Легко понять, в чем заключается привлекательность «ставки на сильных» для российских консерваторов начала XXI в. Даже если бы удалось сформировать в России процветающую аграрную буржуазию, это едва ли полностью устранило существовавшую напряженность между богатыми и бедными крестьянами и сельские жители по-прежнему предпочитали бы запасаться зерном, а не снабжать им горожан. Однако, поскольку реформа позволила бы избежать голода и создать более продуманную систему распределения в неурожайные годы, не было бы той ожесточенной крестьянской войны, которая прокатилась по российским провинциям с 1918 по 1920 г., и не было бы надобности ни в сталинской коллективизации, уничтожившей самостоятельное крестьянство на исходе 1920-х гг., ни в экстравагантных (а в итоге тщетных и расточительных) планах вроде хрущевской кампании по распашке целины 30 лет спустя. А главное, не было бы нужды в Сталине и Хрущеве, поскольку быстро развивающийся класс независимых фермеров, о котором мечтал Столыпин, с большой вероятностью сохранил бы лояльность царскому режиму, получив достаточное представительство в управлении. И если бы такой консервативный союз постепенно укреплялся на протяжении долгого времени, в обеих мировых войнах население России лучше понимало бы, не только против чего оно сражается, но и за что. Другой вопрос, в какой мере стране с преимущественно аграрной экономикой удалось бы развить оборонную промышленность, сравнимую с той, которую в результате насильственной индустриализации создал в 1930-х гг. Сталин. Однако если бы политика интеграции, проводившаяся по настоянию Столыпина в Финляндии и других областях, обеспечила империи полный контроль над пограничными территориями, то такая политически и экономически стабильная Россия оказалась бы для любого агрессора гораздо менее соблазнительной мишенью, чем многонациональный Советский Союз, где значительная часть населения западных регионов вовсе не так уж враждебно встретила немцев в 1941 г. Словом, мы вправе допустить, что полное осуществление мечты Столыпина привело бы к созданию сильного, стабильного и более-менее самодостаточного строя, с надежной опорой на сельское население от Дальнего Востока до границ с Германией. Это воображаемое будущее в целом мало чем отличается от утопии евразийских философов 1920-х гг. и неоевразийцев 1990-х гг., однако не столь откровенно враждебно по отношению к европейской цивилизации.
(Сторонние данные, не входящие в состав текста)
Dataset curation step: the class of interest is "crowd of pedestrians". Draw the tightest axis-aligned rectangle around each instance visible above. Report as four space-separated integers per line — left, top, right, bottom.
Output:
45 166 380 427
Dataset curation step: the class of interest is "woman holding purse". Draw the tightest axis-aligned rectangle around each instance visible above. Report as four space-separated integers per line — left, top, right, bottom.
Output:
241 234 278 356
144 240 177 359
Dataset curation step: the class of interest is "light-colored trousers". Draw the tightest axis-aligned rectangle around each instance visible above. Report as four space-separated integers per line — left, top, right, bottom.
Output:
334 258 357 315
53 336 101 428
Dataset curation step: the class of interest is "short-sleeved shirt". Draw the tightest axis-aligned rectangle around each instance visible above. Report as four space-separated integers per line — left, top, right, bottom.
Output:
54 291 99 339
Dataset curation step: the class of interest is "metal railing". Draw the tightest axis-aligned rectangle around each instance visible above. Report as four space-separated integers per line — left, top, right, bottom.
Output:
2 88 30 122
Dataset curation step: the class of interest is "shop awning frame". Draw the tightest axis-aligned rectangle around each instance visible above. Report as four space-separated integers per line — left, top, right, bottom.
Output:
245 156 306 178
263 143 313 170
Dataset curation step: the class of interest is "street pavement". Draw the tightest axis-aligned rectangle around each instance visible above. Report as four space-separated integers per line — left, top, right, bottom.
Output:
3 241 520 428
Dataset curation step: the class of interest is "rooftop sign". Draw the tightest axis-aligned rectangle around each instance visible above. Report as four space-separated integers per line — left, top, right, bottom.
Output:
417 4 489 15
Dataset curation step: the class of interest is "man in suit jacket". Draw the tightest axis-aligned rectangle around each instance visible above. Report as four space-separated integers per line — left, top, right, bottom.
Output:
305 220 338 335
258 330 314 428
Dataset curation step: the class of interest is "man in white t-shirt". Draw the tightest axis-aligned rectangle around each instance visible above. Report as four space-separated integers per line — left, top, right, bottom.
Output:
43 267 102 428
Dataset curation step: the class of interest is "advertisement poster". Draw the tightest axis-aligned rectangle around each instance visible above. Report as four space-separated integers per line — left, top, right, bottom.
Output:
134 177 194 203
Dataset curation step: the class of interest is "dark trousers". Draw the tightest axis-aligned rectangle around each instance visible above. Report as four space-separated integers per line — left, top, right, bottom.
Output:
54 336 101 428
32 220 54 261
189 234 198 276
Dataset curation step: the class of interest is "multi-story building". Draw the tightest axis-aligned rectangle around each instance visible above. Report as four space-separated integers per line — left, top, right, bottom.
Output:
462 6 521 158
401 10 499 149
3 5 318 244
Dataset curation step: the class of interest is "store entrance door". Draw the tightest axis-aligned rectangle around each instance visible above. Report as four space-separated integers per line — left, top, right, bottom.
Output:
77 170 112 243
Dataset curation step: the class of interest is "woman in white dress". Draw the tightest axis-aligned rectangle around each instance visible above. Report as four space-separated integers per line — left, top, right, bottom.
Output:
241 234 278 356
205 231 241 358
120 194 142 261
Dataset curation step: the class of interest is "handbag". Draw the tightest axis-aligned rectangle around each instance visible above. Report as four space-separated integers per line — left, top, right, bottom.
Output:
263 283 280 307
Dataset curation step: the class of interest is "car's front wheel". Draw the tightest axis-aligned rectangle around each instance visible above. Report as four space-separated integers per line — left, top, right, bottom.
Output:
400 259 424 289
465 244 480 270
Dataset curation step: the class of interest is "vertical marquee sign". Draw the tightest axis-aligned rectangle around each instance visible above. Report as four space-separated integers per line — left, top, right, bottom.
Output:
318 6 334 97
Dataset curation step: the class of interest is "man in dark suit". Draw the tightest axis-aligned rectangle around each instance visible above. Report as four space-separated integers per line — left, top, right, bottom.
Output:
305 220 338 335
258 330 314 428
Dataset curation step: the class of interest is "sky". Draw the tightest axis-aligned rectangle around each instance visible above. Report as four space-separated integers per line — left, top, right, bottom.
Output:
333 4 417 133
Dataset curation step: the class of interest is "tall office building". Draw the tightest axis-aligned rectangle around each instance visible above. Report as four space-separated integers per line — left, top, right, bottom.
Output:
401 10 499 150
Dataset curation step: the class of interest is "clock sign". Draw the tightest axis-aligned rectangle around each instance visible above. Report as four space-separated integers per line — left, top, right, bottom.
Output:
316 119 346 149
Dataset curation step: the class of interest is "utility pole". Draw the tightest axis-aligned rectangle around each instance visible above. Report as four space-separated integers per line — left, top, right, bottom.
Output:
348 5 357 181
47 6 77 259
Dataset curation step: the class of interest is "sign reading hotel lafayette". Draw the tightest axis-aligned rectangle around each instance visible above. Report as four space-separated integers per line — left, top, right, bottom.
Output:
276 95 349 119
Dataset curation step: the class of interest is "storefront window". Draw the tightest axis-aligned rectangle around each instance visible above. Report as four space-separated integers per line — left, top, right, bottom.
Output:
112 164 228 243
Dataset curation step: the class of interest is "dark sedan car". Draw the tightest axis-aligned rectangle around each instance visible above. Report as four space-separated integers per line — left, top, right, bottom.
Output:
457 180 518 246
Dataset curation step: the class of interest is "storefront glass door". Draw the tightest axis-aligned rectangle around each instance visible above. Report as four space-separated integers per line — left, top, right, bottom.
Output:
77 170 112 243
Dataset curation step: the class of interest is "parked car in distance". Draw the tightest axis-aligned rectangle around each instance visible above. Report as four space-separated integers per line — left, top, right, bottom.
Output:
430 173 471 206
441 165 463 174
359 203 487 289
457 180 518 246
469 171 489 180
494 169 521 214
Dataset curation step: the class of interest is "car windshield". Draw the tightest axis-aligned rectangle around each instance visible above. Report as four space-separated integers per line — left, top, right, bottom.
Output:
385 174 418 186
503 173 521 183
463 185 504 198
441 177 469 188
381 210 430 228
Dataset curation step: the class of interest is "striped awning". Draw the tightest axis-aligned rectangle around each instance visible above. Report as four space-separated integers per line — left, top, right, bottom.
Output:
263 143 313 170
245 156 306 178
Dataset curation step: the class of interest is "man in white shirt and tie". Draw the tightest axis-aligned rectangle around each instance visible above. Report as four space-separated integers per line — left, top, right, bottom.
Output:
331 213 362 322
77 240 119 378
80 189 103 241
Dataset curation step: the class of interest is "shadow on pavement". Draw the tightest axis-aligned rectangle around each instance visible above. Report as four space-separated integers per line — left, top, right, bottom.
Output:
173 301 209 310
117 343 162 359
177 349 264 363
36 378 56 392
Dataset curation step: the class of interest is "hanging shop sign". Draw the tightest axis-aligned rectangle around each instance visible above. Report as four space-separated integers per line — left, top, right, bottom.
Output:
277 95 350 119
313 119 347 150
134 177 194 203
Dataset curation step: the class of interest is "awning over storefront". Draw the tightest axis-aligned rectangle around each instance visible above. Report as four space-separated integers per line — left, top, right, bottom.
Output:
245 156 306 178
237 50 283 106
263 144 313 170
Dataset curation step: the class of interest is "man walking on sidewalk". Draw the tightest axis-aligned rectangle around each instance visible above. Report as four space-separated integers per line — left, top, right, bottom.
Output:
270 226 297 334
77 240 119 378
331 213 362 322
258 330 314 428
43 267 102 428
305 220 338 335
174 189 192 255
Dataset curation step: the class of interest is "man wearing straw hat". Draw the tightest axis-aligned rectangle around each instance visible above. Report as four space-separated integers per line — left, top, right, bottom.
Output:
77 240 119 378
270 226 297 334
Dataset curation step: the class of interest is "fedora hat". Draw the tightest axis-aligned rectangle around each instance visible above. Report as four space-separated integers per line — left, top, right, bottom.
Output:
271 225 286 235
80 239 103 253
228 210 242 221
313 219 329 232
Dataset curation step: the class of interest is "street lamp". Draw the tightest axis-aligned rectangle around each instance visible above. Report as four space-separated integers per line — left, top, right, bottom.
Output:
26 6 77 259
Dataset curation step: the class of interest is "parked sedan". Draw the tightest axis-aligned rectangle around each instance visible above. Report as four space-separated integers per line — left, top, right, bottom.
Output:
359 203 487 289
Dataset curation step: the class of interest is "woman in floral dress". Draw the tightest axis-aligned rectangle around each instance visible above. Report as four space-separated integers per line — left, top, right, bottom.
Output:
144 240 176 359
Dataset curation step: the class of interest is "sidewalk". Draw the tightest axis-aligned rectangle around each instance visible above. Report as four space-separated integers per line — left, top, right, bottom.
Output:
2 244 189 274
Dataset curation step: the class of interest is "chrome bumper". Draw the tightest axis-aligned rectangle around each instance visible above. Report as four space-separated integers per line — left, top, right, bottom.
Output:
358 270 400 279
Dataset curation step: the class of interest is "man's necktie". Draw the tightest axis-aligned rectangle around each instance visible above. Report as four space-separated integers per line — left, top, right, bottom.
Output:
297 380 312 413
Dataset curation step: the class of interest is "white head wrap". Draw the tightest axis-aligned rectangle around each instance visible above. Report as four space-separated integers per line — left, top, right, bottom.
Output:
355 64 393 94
Беда в том, что для столь масштабных социальных и экономических перемен, какие замышлял Столыпин, требовалось несколько поколений, а условия в России на тот момент были крайне неблагоприятными. В интервью 1909 г. Столыпин сам признал, что успешное осуществление реформ возможно лишь в условиях 20 лет непрерывного мира. Учитывая отсталость российской экономики и общества, это был, пожалуй, чересчур оптимистичный прогноз: в 1906 г., когда Столыпин занял должность премьера, империя еще не оправилась от революции и военного поражения. Суровый климат России делал сельское хозяйство не слишком прибыльным. В царский период основные доходы зависели от импорта зерна (даже в пору голода, что никак не могло устраивать российских крестьян) и от продажи водки, благо расходы на ее транспортировку ниже, чем на перевозку зерна. Надеяться даже на 20 лет устойчивого развития в стране, которая была известна резкими политическими зигзагами вроде реакции после убийства Александра II, тоже едва ли стоило. И хотя Столыпину на момент его гибели не исполнилось еще и 50 лет, останься он в живых, едва ли бы ему удалось еще долго занимать должность премьера. Он и так пробыл на ней пять лет, с 1906 г. по 1911 г., дольше большинства своих предшественников. И не было никаких гарантий того, что преемник окажется достаточно умен и тверд, чтобы продолжить намеченную Столыпиным линию.
В силу перечисленных причин чем дальше мы уходим от 1911 г., тем менее точными становятся наши альтернативные прогнозы. Даже в краткосрочной перспективе постоянно возникают многочисленные «если» и «но». Американский биограф Столыпина Абрахам Ашер справедливо предполагает, что премьер попытался бы предотвратить вступление России в войну в июле 1914 г.{13} Другой вопрос – удалось бы ему это или нет. Международная конкуренция нарастала, и все вело к крупному вооруженному конфликту в Европе, а поскольку разведки всех великих держав знали, что военные реформы, ускоренные Сухомлиновым после Русско-японской войны, должны завершиться к 1917 г., противникам имело смысл нанести опережающий удар. И когда бы ни началась война, России в любом случае пришлось бы столкнуться с геополитическими проблемами, настигавшими ее всякий раз при конфликтах с Западом начиная с XVII в.: из-за огромных расстояний мобилизация происходила неэффективно, и царские армии разворачивались слишком медленно. Это классический случай, когда даже «великий человек» едва ли мог повлиять на ход событий.